Tuesday, April 13, 2010

The History of Aprons

I don't know if our kids know what a thin apron is…

The principal use of Grandma's apron was to protect

the dress underneath, because she only had a

few, it was easier to wash aprons than dresses

And they used less material, but along with that, it served as a potholder for removing

steaming hot pans from the oven.

It was wonderful for drying children's tears, and on

occasion was even used for cleaning out dirty ears.

From the chicken coop, the apron was used for carrying

eggs, fussy chicks, and sometimes half-hatched

eggs to be finished in the warming oven.

When company came, those aprons were ideal hiding places for shy kids.
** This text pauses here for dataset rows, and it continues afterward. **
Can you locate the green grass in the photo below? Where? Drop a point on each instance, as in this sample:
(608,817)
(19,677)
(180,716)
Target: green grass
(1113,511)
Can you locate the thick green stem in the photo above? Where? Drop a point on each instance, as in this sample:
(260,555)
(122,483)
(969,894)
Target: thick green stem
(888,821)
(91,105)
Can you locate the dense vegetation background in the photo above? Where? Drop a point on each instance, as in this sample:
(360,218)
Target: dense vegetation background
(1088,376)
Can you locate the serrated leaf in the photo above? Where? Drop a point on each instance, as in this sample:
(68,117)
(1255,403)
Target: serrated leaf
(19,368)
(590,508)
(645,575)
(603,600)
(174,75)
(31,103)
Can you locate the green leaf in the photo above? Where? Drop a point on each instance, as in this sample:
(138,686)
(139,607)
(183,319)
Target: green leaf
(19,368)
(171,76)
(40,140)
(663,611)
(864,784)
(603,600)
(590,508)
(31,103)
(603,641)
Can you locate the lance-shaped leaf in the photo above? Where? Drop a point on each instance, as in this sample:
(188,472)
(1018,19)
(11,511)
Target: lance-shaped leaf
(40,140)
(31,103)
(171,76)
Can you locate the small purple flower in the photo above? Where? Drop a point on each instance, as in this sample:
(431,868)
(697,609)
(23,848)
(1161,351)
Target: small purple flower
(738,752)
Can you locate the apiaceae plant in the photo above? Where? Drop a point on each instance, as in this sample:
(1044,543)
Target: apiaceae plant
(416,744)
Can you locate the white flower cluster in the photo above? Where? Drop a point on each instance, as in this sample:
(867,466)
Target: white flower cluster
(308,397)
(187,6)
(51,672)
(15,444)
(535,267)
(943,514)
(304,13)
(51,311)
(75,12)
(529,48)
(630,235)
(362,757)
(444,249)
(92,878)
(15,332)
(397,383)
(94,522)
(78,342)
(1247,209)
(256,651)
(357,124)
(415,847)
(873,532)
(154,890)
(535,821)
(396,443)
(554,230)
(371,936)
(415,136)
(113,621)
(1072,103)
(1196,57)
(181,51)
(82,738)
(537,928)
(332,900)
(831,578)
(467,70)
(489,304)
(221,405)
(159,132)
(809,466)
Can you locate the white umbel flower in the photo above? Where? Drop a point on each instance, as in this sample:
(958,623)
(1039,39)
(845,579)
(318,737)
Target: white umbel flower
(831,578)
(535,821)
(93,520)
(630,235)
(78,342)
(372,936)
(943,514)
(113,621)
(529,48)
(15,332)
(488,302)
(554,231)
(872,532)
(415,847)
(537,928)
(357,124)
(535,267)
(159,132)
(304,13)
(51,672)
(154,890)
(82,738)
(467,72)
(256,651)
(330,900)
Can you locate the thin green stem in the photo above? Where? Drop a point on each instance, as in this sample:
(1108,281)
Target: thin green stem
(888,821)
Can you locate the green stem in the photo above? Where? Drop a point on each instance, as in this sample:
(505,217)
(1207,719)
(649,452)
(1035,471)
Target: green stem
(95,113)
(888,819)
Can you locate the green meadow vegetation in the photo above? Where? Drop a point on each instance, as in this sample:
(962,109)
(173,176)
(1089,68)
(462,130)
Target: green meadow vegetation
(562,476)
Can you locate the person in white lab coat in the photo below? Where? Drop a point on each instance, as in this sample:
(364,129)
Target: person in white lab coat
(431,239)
And when the weather was cold, grandma wrapped it around her arms.

Those big old aprons wiped many a perspiring brow, bent

over the hot wood stove.

Chips and kindling wood were brought into the kitchen in that apron.

From the garden, it carried all sorts of vegetables.

After the peas had been shelled, it carried out the hulls.

In the Fall, the apron was used to bring in apples that had fallen from the trees.

When unexpected company drove up the road, it was

surprising how much furniture that old apron could dust in a matter of seconds.

When dinner was ready, Grandma walked out onto the

porch, waved her apron, and the men knew it was

time to come in from the fields to dinner.

It will be a long time before someone invents something

that will replace that 'old-time apron that served so many purposes.

REMEMBER: Grandma used to set her hot baked apple pies on the

window sill to cool. Her Granddaughters set theirs on the window sill to thaw.

They would go crazy now trying to figure out how many germs were on that apron.

This nice piece about aprons was passed along to me by Theresa Mustard, who will be one of the dealers at Bluebird's Vintage Market on May 1st. Theresa and her husband Jack have owned antique shops in Crane for many years, but now are focused on shows and travel in their RV. She has fabulous costume jewelry, lots of Shawnee and other vintage pottery, and what I call girly things (hats, gloves, vanity items), Plus probably a whole lot more we'll see at the Market! She always has some surprises!
In addition to Theresa and Jack's great vintage finds, we'll have apron expert extraordinaire Debbie Sanders from Republic, and incidently she's a fellow classmate from Republic High. You may have seen a feature in the Springfield News-Leader recently on Debbie's aprons, which are sold at Minden Place Antiques in Republic.
And a final ramble on the apron subject! My daughter Natalie has inherited her Grandma Nita's 'good cook' gene will be on hand at the Market with a mini tea-room featuring some of our family's favorite home made treats: Granny Bridges' chocolate cake is one you might want to sample, plus a whole lot more so save some room....
And I won't be surprised to see my daughter wearing.....an APRON!


  1. Thanks for coming by my blog today and signing on as a follower! I think I have a piece of bluebird china! There is a picture of it on my blog a few posts back. I have it for sale in my booth. I was just drawn to it because of the sweet little bluebirds, but I knew nothing about it. Can you provide me with some info about it? Thanks!


  2. So nice to meet you here Polly! I have been a bluebird china collector since college days. Homer Laughlin made a LOT of it and there is a Schiffer book on published on the topic. Jo Cunningham who has written extensively about HL china has a couple of my pieces shown in one of her books. I date it to the 1920s-30s but I have seen ads for it in early 1900s catalogs. That sweet chubby bluebird with the apple blossoms has become my favorite image. Is there a mark on the bottom of your piece? Sometimes you can tell the year it was made by that. I saw the piece shown on your blog and hope you find more!

  3. Hi Teresa, just love this post on aprons and all the sweet nostalgic ideas they bring. Both of my Grammas wore aprons every day. I think it is such a sweet tradition. I saw the aprons at the store, they were absolutely darling! I need to find out which booths are yours at SC and STD. I'm really having fun with the larger space, so glad you found it! I'm planning on being at your Bluebird Market, I'll need exact directions I'm easily lost otherwise!! Oh, and I can't wait for Relics to open, I so want it to be wonderful!

  4. Thanks Debra! I sent you the directions and I'll post them here closer to the event.

  5. Loved this post. It's so true -- I kept thinking about all those germs on the apron. Jan

  6. I love aprons always remember my grandmother wearing them.My mother does as well.I dont own one,lol.I think I will just have to get one this year....maybe for the holidays.Great post!